“I don’t trust happiness. Never did, never will.” If it sounds like a country song….
Meg and I watched “Tender Mercies” this week, the film about a down-and-out singer who is tenderly, mercifully redeemed by the love of a good woman and her God. Under the direction of Bruce Beresford and with the screenplay of Horton Foote, starring Robert Duvall and Tess Harper, the story is set in central Texas, a place of big skies and big hearts, where Texas swing is the dance of the day. Duvall won the Academy Award for Best Actor for his portrayal of Mac Sledge, a amazingly gifted singer/songwriter who lost his way into the bottle, spending years as a drunk before he finds his way out.
We saw the film 30 years ago when it first came out, and I wanted to see it again. For some reason, this week seemed right to me. Maybe it’s that I have been to Texas four times over the last four months, and I just can’t get the Lone Star State out of my mind. But I think it’s more than that.

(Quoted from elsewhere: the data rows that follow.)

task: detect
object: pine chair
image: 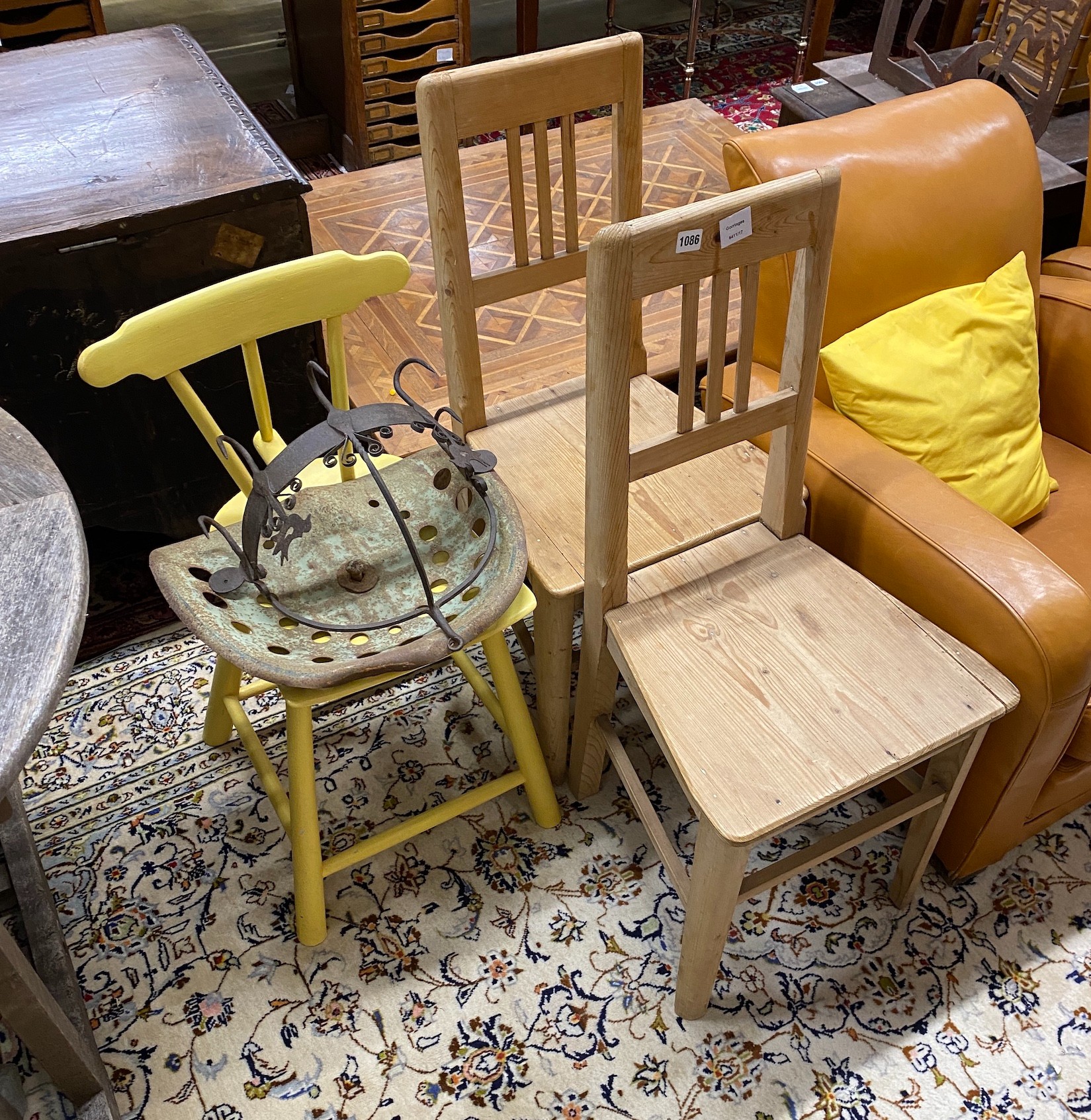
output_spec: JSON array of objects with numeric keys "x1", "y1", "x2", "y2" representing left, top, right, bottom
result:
[
  {"x1": 417, "y1": 34, "x2": 765, "y2": 782},
  {"x1": 79, "y1": 252, "x2": 560, "y2": 945},
  {"x1": 570, "y1": 168, "x2": 1018, "y2": 1018}
]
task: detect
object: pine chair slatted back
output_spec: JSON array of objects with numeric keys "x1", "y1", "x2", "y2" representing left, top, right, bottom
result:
[
  {"x1": 79, "y1": 250, "x2": 409, "y2": 494},
  {"x1": 572, "y1": 168, "x2": 840, "y2": 748},
  {"x1": 417, "y1": 32, "x2": 646, "y2": 432}
]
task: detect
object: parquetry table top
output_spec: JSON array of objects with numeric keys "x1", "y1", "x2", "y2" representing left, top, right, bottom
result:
[{"x1": 307, "y1": 101, "x2": 737, "y2": 451}]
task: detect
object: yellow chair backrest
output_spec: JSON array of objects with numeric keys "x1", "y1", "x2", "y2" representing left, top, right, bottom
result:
[{"x1": 79, "y1": 250, "x2": 409, "y2": 494}]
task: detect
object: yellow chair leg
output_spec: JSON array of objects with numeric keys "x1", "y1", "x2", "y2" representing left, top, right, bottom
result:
[
  {"x1": 482, "y1": 632, "x2": 561, "y2": 829},
  {"x1": 205, "y1": 654, "x2": 242, "y2": 747},
  {"x1": 286, "y1": 700, "x2": 326, "y2": 945}
]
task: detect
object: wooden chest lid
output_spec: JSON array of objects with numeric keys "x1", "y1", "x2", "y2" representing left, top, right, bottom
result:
[{"x1": 0, "y1": 26, "x2": 310, "y2": 251}]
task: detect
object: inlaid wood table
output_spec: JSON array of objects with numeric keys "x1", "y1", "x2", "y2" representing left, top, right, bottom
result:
[{"x1": 307, "y1": 101, "x2": 738, "y2": 452}]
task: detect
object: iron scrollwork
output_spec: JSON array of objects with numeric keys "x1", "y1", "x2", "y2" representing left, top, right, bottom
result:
[{"x1": 198, "y1": 357, "x2": 498, "y2": 651}]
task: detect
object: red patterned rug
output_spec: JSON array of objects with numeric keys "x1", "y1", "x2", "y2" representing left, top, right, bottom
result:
[{"x1": 251, "y1": 0, "x2": 881, "y2": 179}]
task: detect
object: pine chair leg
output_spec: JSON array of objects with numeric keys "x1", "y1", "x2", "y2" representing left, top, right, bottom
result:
[
  {"x1": 889, "y1": 724, "x2": 989, "y2": 908},
  {"x1": 482, "y1": 633, "x2": 561, "y2": 829},
  {"x1": 568, "y1": 624, "x2": 619, "y2": 800},
  {"x1": 204, "y1": 654, "x2": 242, "y2": 747},
  {"x1": 674, "y1": 820, "x2": 750, "y2": 1019},
  {"x1": 286, "y1": 700, "x2": 326, "y2": 945},
  {"x1": 535, "y1": 580, "x2": 576, "y2": 784}
]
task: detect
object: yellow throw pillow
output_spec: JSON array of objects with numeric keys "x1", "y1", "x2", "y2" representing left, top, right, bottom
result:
[{"x1": 821, "y1": 253, "x2": 1057, "y2": 525}]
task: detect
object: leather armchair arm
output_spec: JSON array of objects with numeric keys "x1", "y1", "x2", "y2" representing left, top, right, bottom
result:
[
  {"x1": 744, "y1": 367, "x2": 1091, "y2": 876},
  {"x1": 1038, "y1": 275, "x2": 1091, "y2": 451}
]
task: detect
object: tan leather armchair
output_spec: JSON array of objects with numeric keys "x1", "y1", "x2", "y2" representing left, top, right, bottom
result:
[{"x1": 724, "y1": 81, "x2": 1091, "y2": 877}]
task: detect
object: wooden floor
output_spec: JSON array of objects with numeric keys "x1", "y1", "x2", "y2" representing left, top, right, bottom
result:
[{"x1": 307, "y1": 101, "x2": 737, "y2": 451}]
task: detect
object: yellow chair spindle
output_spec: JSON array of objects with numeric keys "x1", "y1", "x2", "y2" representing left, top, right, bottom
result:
[
  {"x1": 167, "y1": 370, "x2": 253, "y2": 495},
  {"x1": 242, "y1": 338, "x2": 272, "y2": 443},
  {"x1": 326, "y1": 315, "x2": 356, "y2": 483}
]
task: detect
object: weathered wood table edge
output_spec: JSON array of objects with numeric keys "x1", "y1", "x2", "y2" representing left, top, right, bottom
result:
[{"x1": 0, "y1": 410, "x2": 120, "y2": 1120}]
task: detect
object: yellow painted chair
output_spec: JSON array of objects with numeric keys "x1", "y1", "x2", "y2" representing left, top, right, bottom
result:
[{"x1": 79, "y1": 252, "x2": 560, "y2": 945}]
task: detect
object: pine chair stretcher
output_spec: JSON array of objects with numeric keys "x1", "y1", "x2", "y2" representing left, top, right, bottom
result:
[{"x1": 569, "y1": 169, "x2": 1018, "y2": 1018}]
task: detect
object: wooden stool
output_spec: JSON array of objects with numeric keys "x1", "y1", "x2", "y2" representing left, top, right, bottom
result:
[
  {"x1": 417, "y1": 34, "x2": 765, "y2": 782},
  {"x1": 570, "y1": 168, "x2": 1018, "y2": 1018}
]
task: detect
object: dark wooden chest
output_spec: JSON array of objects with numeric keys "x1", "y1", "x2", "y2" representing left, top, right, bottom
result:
[{"x1": 0, "y1": 27, "x2": 320, "y2": 538}]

I love stories, good stories that tell the truth about the human condition; it’s rare to find a story that is so true to who we are in both our glory and our shame. Every honest person knows that small distance between happiness and heartache, between choices that lead to flourishing and choices that bring destruction. Sometimes it seems we tiptoe along the days of our lives, hoping and hoping that we will not fall. But then we all know the wonders of simple grace too. Meeting a good person who lives a good life is its own great gift, especially when we are drawn in for love’s sake, knowing that there is nothing in us that deserves to be treated so well, apart from the reality of tender mercy.
And that’s the story, a pilgrim in the ruins of his life and world.

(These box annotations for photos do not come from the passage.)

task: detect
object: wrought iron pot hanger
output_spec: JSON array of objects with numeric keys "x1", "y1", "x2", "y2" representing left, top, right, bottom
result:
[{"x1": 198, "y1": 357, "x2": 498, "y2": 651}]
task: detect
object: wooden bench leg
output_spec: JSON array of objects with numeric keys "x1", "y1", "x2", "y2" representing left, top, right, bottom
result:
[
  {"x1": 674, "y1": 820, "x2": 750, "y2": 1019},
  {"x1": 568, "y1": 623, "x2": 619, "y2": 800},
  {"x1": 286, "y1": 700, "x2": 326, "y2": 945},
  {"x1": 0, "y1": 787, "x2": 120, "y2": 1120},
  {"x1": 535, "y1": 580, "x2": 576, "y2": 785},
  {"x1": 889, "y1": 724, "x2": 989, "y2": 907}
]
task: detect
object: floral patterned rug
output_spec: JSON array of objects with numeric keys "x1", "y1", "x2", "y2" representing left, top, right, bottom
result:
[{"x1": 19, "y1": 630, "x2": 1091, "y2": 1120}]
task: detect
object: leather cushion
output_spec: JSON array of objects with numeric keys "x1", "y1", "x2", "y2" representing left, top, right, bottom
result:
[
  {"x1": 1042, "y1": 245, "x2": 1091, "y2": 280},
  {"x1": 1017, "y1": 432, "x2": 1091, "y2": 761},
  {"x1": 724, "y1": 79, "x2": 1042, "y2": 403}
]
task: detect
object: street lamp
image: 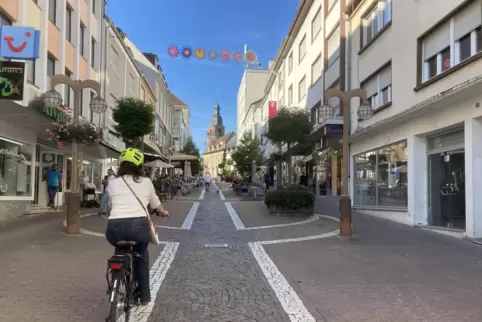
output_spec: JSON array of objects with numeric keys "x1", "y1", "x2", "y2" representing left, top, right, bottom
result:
[
  {"x1": 319, "y1": 88, "x2": 373, "y2": 237},
  {"x1": 42, "y1": 75, "x2": 107, "y2": 234}
]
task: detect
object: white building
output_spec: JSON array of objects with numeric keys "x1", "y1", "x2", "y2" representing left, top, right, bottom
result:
[
  {"x1": 347, "y1": 0, "x2": 482, "y2": 238},
  {"x1": 236, "y1": 68, "x2": 270, "y2": 140},
  {"x1": 171, "y1": 93, "x2": 191, "y2": 152}
]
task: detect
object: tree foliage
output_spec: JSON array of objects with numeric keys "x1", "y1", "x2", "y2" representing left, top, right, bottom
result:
[
  {"x1": 181, "y1": 136, "x2": 202, "y2": 175},
  {"x1": 266, "y1": 107, "x2": 313, "y2": 148},
  {"x1": 113, "y1": 97, "x2": 156, "y2": 141},
  {"x1": 266, "y1": 107, "x2": 313, "y2": 185},
  {"x1": 231, "y1": 132, "x2": 263, "y2": 181}
]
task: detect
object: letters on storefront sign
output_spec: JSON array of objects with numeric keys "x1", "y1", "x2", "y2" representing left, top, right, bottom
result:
[
  {"x1": 42, "y1": 104, "x2": 72, "y2": 123},
  {"x1": 0, "y1": 61, "x2": 25, "y2": 101}
]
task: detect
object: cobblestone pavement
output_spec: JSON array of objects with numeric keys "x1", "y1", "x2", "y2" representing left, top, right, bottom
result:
[
  {"x1": 265, "y1": 214, "x2": 482, "y2": 322},
  {"x1": 149, "y1": 192, "x2": 290, "y2": 322}
]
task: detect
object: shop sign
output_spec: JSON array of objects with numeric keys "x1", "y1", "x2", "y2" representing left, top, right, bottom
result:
[
  {"x1": 268, "y1": 101, "x2": 278, "y2": 119},
  {"x1": 0, "y1": 26, "x2": 40, "y2": 60},
  {"x1": 0, "y1": 61, "x2": 25, "y2": 101},
  {"x1": 323, "y1": 124, "x2": 343, "y2": 136}
]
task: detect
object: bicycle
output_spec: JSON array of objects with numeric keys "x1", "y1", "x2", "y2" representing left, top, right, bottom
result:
[{"x1": 105, "y1": 241, "x2": 142, "y2": 322}]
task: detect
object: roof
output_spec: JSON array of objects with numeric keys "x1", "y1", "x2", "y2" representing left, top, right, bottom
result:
[{"x1": 171, "y1": 92, "x2": 188, "y2": 108}]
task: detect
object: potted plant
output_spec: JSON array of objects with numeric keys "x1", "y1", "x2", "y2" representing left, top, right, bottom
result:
[
  {"x1": 45, "y1": 122, "x2": 102, "y2": 147},
  {"x1": 264, "y1": 185, "x2": 315, "y2": 216}
]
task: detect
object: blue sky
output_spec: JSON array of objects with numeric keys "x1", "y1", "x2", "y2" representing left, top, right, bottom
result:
[{"x1": 107, "y1": 0, "x2": 298, "y2": 151}]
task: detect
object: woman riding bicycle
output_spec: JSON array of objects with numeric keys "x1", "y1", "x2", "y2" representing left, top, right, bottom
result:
[{"x1": 105, "y1": 148, "x2": 169, "y2": 305}]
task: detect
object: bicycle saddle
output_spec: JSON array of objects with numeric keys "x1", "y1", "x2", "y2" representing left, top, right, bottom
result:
[{"x1": 116, "y1": 240, "x2": 137, "y2": 246}]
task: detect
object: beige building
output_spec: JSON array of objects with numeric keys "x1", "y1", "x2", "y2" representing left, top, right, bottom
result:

I suppose that is why I was so struck with Mac’s words, “I don’t trust happiness. Never did, never will.” I understand that. There are honest joys in this life, and for each one I am grateful, day by day. But there are also heart-rending pains too, and mostly there are no easy answers for them. There is nothing in me that believes in fate, and I am neither a pessimist nor a cynic. But I have lived long enough to feel the sorrows of life, and sometimes live as if I am waiting for the proverbial next shoe to drop. What horrible thing will happen next, in my life, in my home, in my world?
For all of us who were paying attention the last couple of days, we have been grieved by the horror of the massacre of Christian students in Kenya, and we don’t know what to do except cry out to heaven, groaning for relief for what seems unbearable. As my friend Eliud Wabukala of Kenya said yesterday in his Good Friday statement as Archbishop of the Anglican Province of Kenya, “We must not rush onto Easter Day too quickly. Today we stand at the cross with Mary and the other women, heartbroken by loss and suffering and despite the horror before their eyes, not running away. Horror is fresh in our minds too and let us not run away or deny it, but stay by the cross.”
Perhaps the question at the beginning and the end of the day is this: what do we trust, if not happiness? Duvall’s character offers a rare answer for people living in a world without windows, the pluralizing, secularizing world that seems everywhere in everything. In the most simple, graceful way, he chooses to trust the tender mercy of God. I do too, not sure what else there is.